Confusion Regarding Solar Impacting Property Value

A number of factors are dictating how solar impacts your property value. The most significant is how you financed the installation. Did you purchase the system outright or was it leased? A second factor impacting value is the limited education many realtors and property assessors have in evaluating green home innovations. Many assessors lack the proper education to assign a value to a system and often list it as negligible.

Economists in California wanted to demystify how much property values were impacted. They identified that systems required an average initial investment of $35,000. It’s important to point out that once subsidies and rebate programs are included, the initial investment dropped to around $21,000. Upon property resale, homeowners were experiencing a bump to property values of $20,000.

A study conducted by the Lawrence Berkley National Laboratory for the Department of Energy (DOE) also conducted an evaluation on the impact to property values. They analyzed the sale of 22,822 homes (3,951 had actual photovoltaic solar panels installed). Their data spanned eight states and a period of over 10-years. Finally, none of the 3,951 homes with solar panels were leased – all were owned systems.

In the end, they concluded that an average sized system would yield an increase of $15,000 to a homeowner’s property value.

Other factors that the DOE study identified included factors that helped to influence property values. Some of those factors included:

  • How affluent is the neighborhood.
  • Size of the home – smaller homes do not typically have solar installations.
  • Saturation of registered Democrats.
  • Higher educated neighborhoods.

Leased Versus Owned Solar Panels

Homeowners have two fundamental choices when financing a solar installation. They can purchase it outright or they can lease it. In a leasing situation, the homeowner pays little or no money up-front. The homeowner goes through a credit approval process with the solar leasing firm. Upon approval, they enter into an agreement with that firm. Agreements are typically for 20 or 25 years. In this agreement, the homeowner does not own the equipment. In the event of any failures the firm is responsible.

Other factors to consider in this arrangement include:

  • The firm is able to substitute the quality of materials as they see fit in the installation process. This does not happen if you purchase the system outright.
  • The leasing agreements typically include an annual increase in lease fees thus diminishing the value of the agreement.
  • If a homeowner sells their home, the purchaser is required to assume the remainder of the agreement. The home purchaser must be approved for the lease agreement as well. If not, all fees for the balance of the lease duration are due upon sale completion. This can up to $20,000 in fees as many homeowners have learned.

The nature of these lease deals are causing home sales to fall through. In some cases, the buyer has no inclination to assume a contract with a company they didn’t select. In others, the buyers just don’t want to deal with the hassle.

Note that this is not about the solar installation. The buyers like the idea of owning a home with alternative energy.
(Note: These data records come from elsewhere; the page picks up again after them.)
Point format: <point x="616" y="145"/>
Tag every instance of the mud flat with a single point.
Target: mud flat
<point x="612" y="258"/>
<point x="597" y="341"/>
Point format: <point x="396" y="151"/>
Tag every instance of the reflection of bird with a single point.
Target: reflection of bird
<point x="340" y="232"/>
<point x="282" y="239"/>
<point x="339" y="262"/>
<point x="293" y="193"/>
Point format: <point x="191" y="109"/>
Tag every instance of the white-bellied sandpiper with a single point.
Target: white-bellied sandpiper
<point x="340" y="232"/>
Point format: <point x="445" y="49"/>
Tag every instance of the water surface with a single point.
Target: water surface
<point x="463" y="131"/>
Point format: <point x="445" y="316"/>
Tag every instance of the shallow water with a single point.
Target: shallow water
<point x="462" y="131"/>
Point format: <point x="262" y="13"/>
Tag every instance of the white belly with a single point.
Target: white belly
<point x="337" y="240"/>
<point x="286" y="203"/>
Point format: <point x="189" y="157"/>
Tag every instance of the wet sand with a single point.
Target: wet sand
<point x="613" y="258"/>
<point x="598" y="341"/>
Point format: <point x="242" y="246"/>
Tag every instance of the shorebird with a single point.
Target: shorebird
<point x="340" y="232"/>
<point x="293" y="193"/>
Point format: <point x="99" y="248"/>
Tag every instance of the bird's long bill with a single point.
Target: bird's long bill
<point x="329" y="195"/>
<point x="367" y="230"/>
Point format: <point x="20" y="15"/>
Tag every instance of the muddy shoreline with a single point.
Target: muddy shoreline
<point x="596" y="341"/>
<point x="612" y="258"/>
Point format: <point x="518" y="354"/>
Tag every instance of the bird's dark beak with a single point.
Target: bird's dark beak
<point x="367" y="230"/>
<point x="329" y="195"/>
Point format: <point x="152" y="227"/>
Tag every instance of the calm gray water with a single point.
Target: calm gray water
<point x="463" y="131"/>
The problem is in the leasing agreements and the lack of education for many realtors.

The result of these transactions is that many sellers have to sell their homes well below market value – the Realtors own trade magazine has shown examples that have fallen through or cost the sellers money.

In the case of Fannie Mae, their December 15, 2015 Selling Guide explicitly states the following recommendation to Appraisers:

Solar panels that are leased from or owned by a third party under a power purchase agreement or other similar arrangement are to be considered personal property items and are not included in the appraised value of the property.

There you have it – according to Fannie Mae, lease agreements for solar are not to impact the appraised property value.

Realtor & Appraiser Education

The intrinsic value of solar is the reduced energy costs and independence from utility companies. As a result, these transactions should be fairly simple to navigate as realtors and property appraisers become properly educated.

Simple calculations demonstrating the net savings and the ongoing return on investment to the buyer including the savings expected through the remaining life of the system should be the focus of education in addition to education on how these sustainable solutions provide a benefit to beyond the homeowners.

While it is true that solar installations will depreciate over time as they approach the end of life, the market continues to grossly overstate that rate of depreciation.

Final Assessment – Does Solar Impact Property Value

Now back to our original question – does solar impact property value? Solar installations clearly have an impact to property values. While the data on owned systems indicates that owners should expect a premium in the sale of their home (assuming a useful life of the system and the roof remains), there is much more analysis required on leased solar installations.